The Snug opened by the train station in August 2012 and was the North West's first micropub: one room, five real ales, no TV, no gaming machines, no loud music. The idea is that you talk to each other instead. There's usually a Best Bitter from Lakes Brew Co, over the border in Cumbria, on the bar.
It isn't the only one. Taps on the Green, five minutes' walk from the brewery that supplies it, is run by the local Q Brew and pours five of its own beers — Thunderbolt, Full Ahead, and Galactic Storm 2, which climbs to six percent. Also no food, also one room. For a roaring fire and well-kept ale there's The Shovel Inn, and opposite the railway station stands the Royal Station Hotel, which became "Royal" in 1900 after the Duke of York — later George V — stopped there on a shooting trip.
The bookshop is the other landmark. Carnforth Bookshop has been going since 1977, spread across three floors and a warren of rooms, selling new, second-hand and antiquarian books alongside maps, toys, stationery and art materials.
For food you head out of town to Greenlands Farm Village at Tewitfield, which has a butcher working local meat, a cheese counter and a Gourmet Pantry of jams, chutneys and lemon-infused olive oil.
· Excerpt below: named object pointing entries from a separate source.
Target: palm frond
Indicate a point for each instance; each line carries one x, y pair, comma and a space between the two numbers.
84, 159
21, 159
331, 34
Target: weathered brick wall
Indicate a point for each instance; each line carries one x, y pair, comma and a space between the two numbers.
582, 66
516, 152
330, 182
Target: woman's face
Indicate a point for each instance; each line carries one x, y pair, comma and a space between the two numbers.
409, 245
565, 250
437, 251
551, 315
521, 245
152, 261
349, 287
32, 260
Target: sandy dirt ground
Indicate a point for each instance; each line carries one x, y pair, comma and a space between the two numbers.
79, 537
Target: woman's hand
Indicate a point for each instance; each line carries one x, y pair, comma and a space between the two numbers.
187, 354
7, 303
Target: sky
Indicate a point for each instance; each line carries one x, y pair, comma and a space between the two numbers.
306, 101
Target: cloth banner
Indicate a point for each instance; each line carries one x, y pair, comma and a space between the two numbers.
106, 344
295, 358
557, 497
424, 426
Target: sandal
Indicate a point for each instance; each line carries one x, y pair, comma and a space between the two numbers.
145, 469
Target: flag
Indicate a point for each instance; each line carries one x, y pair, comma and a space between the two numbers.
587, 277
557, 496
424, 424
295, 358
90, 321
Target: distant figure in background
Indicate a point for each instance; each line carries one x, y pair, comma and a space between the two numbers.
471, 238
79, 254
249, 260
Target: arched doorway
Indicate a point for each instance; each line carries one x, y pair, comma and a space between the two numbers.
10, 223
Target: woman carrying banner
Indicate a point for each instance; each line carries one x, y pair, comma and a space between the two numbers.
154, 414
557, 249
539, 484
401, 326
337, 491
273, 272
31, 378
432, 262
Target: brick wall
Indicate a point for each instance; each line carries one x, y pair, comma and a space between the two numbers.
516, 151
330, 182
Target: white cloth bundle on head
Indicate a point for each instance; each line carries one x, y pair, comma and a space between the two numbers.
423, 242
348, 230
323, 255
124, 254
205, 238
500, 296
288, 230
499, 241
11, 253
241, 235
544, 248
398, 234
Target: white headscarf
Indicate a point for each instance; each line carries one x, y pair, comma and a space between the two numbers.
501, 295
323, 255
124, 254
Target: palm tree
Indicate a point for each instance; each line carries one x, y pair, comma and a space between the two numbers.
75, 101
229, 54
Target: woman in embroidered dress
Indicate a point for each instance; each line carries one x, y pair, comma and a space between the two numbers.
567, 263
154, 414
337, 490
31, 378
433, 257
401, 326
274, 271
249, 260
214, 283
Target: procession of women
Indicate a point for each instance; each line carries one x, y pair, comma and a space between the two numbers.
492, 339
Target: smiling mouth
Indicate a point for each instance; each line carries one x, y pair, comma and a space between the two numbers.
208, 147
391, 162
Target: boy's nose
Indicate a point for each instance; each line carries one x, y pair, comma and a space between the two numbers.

The farm itself is the rainy-day answer for families — 120-odd animals including pygmy goats and Kune-Kune pigs, a play barn, laser tag and a café, most of it under cover.
Walking starts at the water. Pick up the Lancaster Canal towpath on Kellet Road, just east of the centre, and follow it towards Morecambe Bay with the Lake District fells ahead; the circular loop south-west towards Bolton-le-Sands runs about 5.8 miles. Just outside town, Warton Crag is a limestone hill with peregrines, rare butterflies and views over the whole bay.
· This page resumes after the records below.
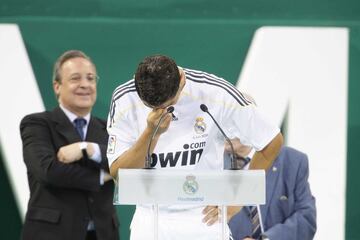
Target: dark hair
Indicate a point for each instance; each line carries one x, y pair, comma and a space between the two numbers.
157, 79
63, 58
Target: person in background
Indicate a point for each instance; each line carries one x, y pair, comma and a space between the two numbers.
64, 150
289, 212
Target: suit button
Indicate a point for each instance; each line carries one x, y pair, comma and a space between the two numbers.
283, 198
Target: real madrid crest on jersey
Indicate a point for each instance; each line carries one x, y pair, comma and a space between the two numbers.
200, 125
190, 186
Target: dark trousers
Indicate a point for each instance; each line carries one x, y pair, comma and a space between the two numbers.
91, 235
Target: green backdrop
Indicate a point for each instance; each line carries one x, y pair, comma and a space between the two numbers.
209, 35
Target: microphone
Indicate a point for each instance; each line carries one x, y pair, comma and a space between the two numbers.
234, 166
148, 155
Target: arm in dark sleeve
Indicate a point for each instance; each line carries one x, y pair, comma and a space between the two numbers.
302, 223
40, 158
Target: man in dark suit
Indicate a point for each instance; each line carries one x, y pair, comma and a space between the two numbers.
64, 150
289, 212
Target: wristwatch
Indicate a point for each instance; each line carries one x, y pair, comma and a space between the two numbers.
83, 146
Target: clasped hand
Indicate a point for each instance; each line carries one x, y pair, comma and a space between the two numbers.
72, 152
154, 118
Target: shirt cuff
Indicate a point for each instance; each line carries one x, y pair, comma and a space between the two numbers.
96, 157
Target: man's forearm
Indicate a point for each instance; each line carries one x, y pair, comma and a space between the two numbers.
264, 158
135, 156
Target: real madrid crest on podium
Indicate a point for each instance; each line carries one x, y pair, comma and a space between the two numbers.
190, 186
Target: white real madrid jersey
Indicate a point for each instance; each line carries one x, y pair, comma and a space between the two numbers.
192, 140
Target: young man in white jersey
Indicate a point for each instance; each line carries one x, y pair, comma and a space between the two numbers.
186, 139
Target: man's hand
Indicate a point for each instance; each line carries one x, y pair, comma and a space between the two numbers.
211, 215
232, 210
154, 117
72, 152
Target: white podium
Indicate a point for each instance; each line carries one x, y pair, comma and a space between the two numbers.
181, 187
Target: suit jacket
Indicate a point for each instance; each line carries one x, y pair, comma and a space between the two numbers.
289, 212
64, 197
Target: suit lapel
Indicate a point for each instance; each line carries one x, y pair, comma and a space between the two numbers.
64, 127
95, 130
272, 175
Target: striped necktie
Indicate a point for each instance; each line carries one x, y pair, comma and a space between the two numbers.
255, 221
79, 126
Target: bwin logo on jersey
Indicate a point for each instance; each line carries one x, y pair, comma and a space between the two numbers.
190, 186
200, 125
189, 155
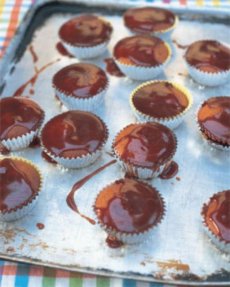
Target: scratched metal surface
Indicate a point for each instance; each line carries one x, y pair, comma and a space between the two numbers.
180, 250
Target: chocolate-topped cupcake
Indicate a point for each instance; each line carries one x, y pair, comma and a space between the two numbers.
74, 139
81, 86
86, 36
129, 209
21, 119
144, 149
141, 57
213, 118
208, 62
161, 101
216, 219
150, 20
21, 184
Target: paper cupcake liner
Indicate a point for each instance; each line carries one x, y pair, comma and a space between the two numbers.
217, 241
25, 208
208, 79
85, 104
86, 52
170, 122
142, 73
139, 171
132, 238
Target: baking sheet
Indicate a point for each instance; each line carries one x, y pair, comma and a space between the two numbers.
180, 252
The town itself is a product of iron and rail. Domesday recorded it as Chreneforde, with no people, no plough teams and a value of nothing: waste. It stayed a small rural spot for another eight centuries. The ironworks arrived in the 1860s — Henry Bessemer was among the shareholders — and Carnforth grew into the junction of three railways before the main-line platforms closed in 1970.
The engine shed, built partly by Italian prisoners of war, was the last steam depot in Britain to close, in August 1968. Enthusiasts led by Dr Peter Beet formed a company to save it, and it now runs steam charters on the national network.
Then there's the station. In February 1945 David Lean filmed Brief Encounter here, and Celia Johnson and Trevor Howard kiss beneath the platform clock — a clock made by Joyce of Whitchurch and hung in 1895. It was thought lost when the station fell derelict, until Alan Smith tracked down the original workings, hands, faces and pendulum at a dealer in Twickenham and paid to restore it.
The heritage centre recreated the 1940s refreshment room to match the studio set, down to the tea and cakes, and a small cinema plays the film on a loop. The clock came back to the platform in 2026, eighty years after the film — with, as Northern's Owain Roberts put it, "fans of the film travelling from far and wide to see it."